Tujuh kantong menumpuk di ruang tamu. Ibu dan Putri
baru pulang dari mal. Ayah memandang semuanya tanpa kata. Demikian juga Irvan.
Dalam situasi begitu, Ayah tahu, Ibu bisa sensitive mendengar komentar apapun.
“Belanjaan Putri banyak,” tutur ibu, entah ditujukan
kepada siapa. Putri menatap Ayah dan tersenyum penuh makna.
“Tidak apa-apa, asal sesuai kebutuhan,” kata Ayah.
“Hampir satu juta lebih,” gumam Ibu. Angka itu tidak
jelas
“Lebih dari satu juta, Mam. Persisnya satu juta enam
ratus empat puluh, belum termasuk taksi,” timpal Putri seraya menyodorkan
setumpuk nota.
“Duit kalau dibawa ke mal, nggak
ada harganya.”
”Maksud Mama?!?” tanya Ayah.
”Yaa, perasaan tadi Cuma belanja
sedikit. La
wong niatnya Cuma jalan-jalan. Eeeee,
malah belanja dan kebablasan!”
”Uang itu punya kekuatan aneh.
Rp 100ribu kalau dibawa ke mal terasa tak berharga. Tapi terasa terlalu besar
untuk dibawa ke masjid, untuk kotak amal. Karena itu, yang sering ke
masjid justru uang yang bergambar Kapitan Patimura. Bukan Bung Karno dan Bung
Hatta,” kata ayah.
”Padahal mereka lebih pantas ke
masjid karena sudah pakai kopiah,” seloroh Irvan.
”Umar bin Khattab memberi
pelajaran soal belanja. Ketika berjalan di pasar, kepala negara itu melihat
sahabatnya membawa banyak sekali barang belanjaan. Umar pun bertanya, mengapa
ia membeli begitu banyak barang?”
”Apa jawabnya?” tanya Irvan.
”Sahabatnya menjawab, karena ia
ingin membelinya! Mendengar itu, Umar marah. ’Apakah engkau akan membeli setiap
yang engkau inginkan?!’ Pertanyaan Umar itu relevan karena nyatanya memang kita
suka membeli sesuatu yang sesungguhnya tidak kita butuhkan. Hanya karena
menginginkan.

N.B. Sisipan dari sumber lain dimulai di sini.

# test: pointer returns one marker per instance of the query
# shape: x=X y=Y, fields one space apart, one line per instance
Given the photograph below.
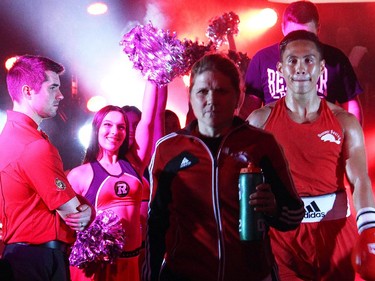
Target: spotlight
x=9 y=62
x=98 y=8
x=96 y=103
x=84 y=134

Kebiasaan buruk tidak sesuai ajaran Islam!”
”Kita butuh kesalehan
finansial,” celetuk Irvan.
”Benar sekali! Orang dengan kesalehan
finansial cermat dalam memilih cara memperoleh uang dan teliti menggunakannya.
Uang mesti didapatkan dari sumber yang baik dan halal, dan dipergunakan untuk
hal-hal baik. Semuanya akan dimintai pertanggungjawabannya. Di dunia dan di
akhirat.”
”Ya, Putri pernah membaca dalam
Al Quran, Allah membimbing kita bagaimana seharusnya seorang Muslim
membelanjakan hartanya. Tidak boros, tapi juga tidak kikir.”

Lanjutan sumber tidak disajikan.